Racial Minorities More Likely to be Diabetic with Lower BMI

A new study examined racial disparities among patients diagnosed with diabetes and prediabetes based on body mass index (BMI). Three U.S. integrated health care systems were used to collect data on 4,906,238 patients aged ≥20 years. When standardizing for age, diabetes and prediabetes estimates were 15.9% and 33.4%, respectively. The prevalence of diabetes increased across BMI categories in all examined racial groups; this was not observed in prediabetes. Racial minorities achieved a given diabetes prevalence at lower BMIs than white patients.
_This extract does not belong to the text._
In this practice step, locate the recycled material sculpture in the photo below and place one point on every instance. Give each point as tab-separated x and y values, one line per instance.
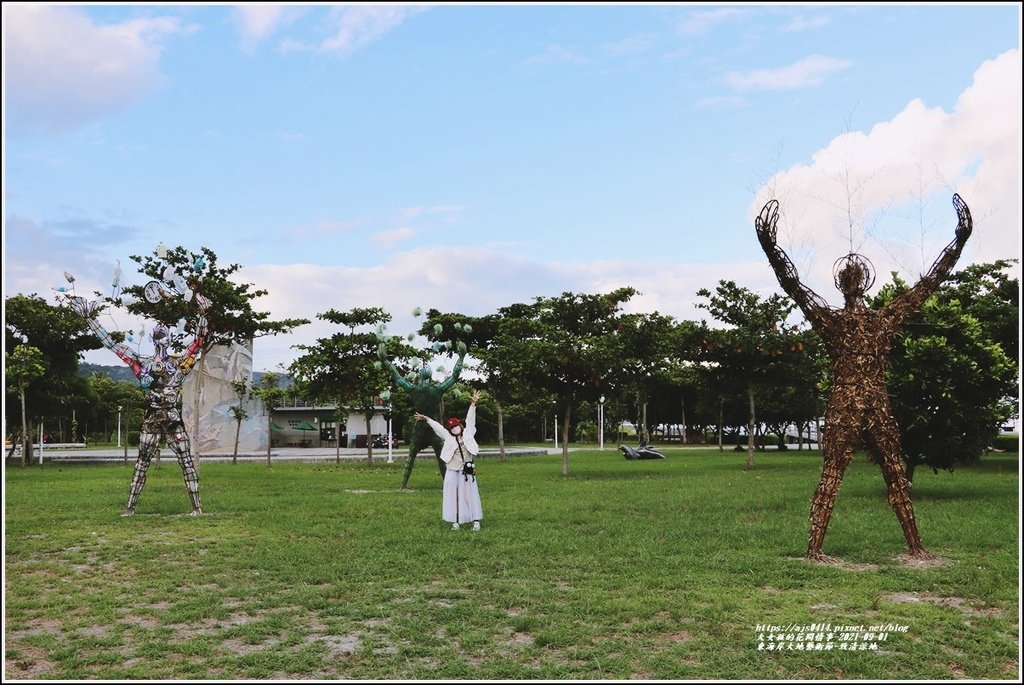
858	340
426	396
161	377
The prevalence of diabetes among Hawaiians/Pacific Islanders and Asians was 24.6% at overweight and 26.5% at obese class 1, while among whites, diabetes prevalence was 23.7% in obese class 2. In prediabetes analyses, age-standardized prevalence in overweight among Hispanics (35.6%), Asians (38.1%), and Hawaiians/Pacific Islanders (37.5%) was comparable to that of obese class 4 whites (35.3%), blacks (36.8%), and American Indians/Alaskan Natives (34.2%). The correlation between BMI and diabetes was most pronounced among whites and weakest among blacks. BMI and prediabetes were not as significantly related.